I'm using domain access with the drigg module and am finding that for anonymous users the node listing on the front page has each node summary showing up twice. I've traced the problem to the sql alterations made by domain access befor the query is passed to query that is fed to pager_query to retrieve the list. From looking at this it appears to be generic issue that I would expect to effect many other modules.

The original Query is:

SELECT * FROM {node} n WHERE n.type='drigg' AND n.status = 1 and n.promote = 1 ORDER BY n.sticky DESC, dn2.promoted_on DESC

Then after 'db_rewrite_sql' had alter the query:

SELECT * FROM {node} n INNER JOIN {node_access} na ON na.nid = n.nid LEFT JOIN {drigg_node} dn2 ON dn2.dnid = n.nid WHERE (na.grant_view >= 1 AND ((na.gid = 0 AND na.realm = 'all') OR (na.gid = 0 AND na.realm = 'domain_site') OR (na.gid = 2 AND na.realm = 'domain_id'))) AND ( 1=1 AND !(n.type='drigg' AND dn2.killed=1 ) ) AND ( n.type='drigg' AND n.status = 1 and n.promote = 1 ) ORDER BY n.sticky DESC, dn2.promoted_on DESC

There are a few drigg specific changes as well but my testing shows that the part that is cause the duplicates is (na.gid = 0 AND na.realm = 'domain_site') OR (na.gid = 2 AND na.realm = 'domain_id'). The node_access table does have 2 rows for each of the relevant nodes one with gid = 0 AND realm = 'domain_site. and the other with gid = 2 and realm = 'domain_id'.

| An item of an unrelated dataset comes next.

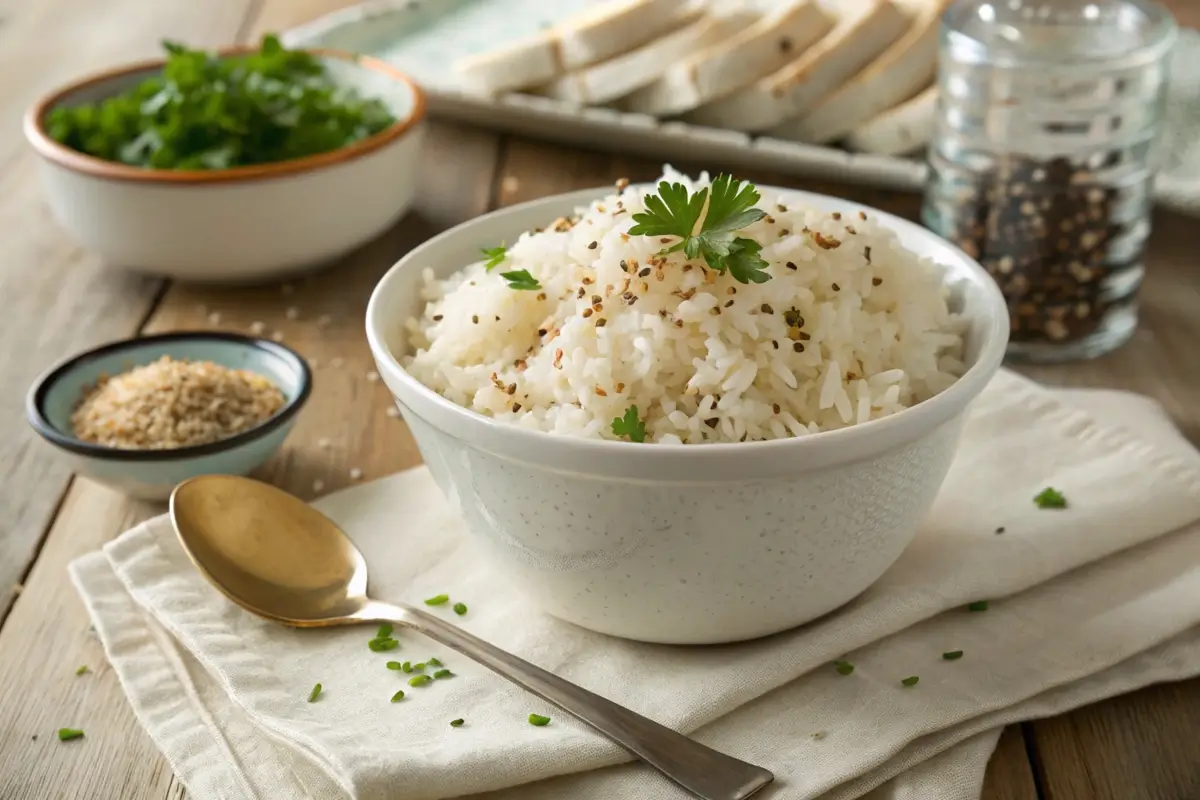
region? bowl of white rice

So is the expected behaviour of the query replacement for this module? I have experimented with unticking 'Send to all affiliates' for the node and this does remove the duplicate. But it really doesn't seem that reliable to expect users to never have both ticked.

CommentFileSizeAuthor
#7 pager_distinct.patch818 bytesagentrickard

Comments

agentrickard’s picture

This error is actually coming from the Drigg portion of the query alteration as far as I can tell.

It is related to #264092: pager count(*) error . But unless you are using the multiple_node_access() patch, this is not a DA issue. The query works as designed as part of the node access system.

I think this is the part of the query that is the problem:

AND ( 1=1  AND !(n.type='drigg' AND dn2.killed=1 ) )

The other way to fix this, if you wrote the original query, is run a DISTINCT(n.nid) instead of a SELECT *.

dejbar’s picture

Actually I checked that it wasn't the part you mentioned by removing that condition and anything to do with 'drigg_node' from the query (such as the LEFT JOIN). When you strip this away it becomes clear that it is the join to node_access that causes the 2 rows.

SELECT * 
FROM {node} n   INNER JOIN 
        {node_access} na 
              ON na.nid = n.nid  
WHERE  (na.grant_view >= 1 AND 
              (   (na.gid = 0 AND na.realm = 'all') OR 
                  (na.gid = 0 AND na.realm = 'domain_site') OR 
                  (na.gid = 2 AND na.realm = 'domain_id')
              )
           ) AND 
           ( n.type='drigg' AND  n.status = 1 and n.promote = 1 ) 
ORDER BY n.sticky DESC; 

There are 2 rows in node_access that match the condition so naturally there will be 2 rows in the output. I am pretty sure that 'select * from {node} n' would produce the same duplication.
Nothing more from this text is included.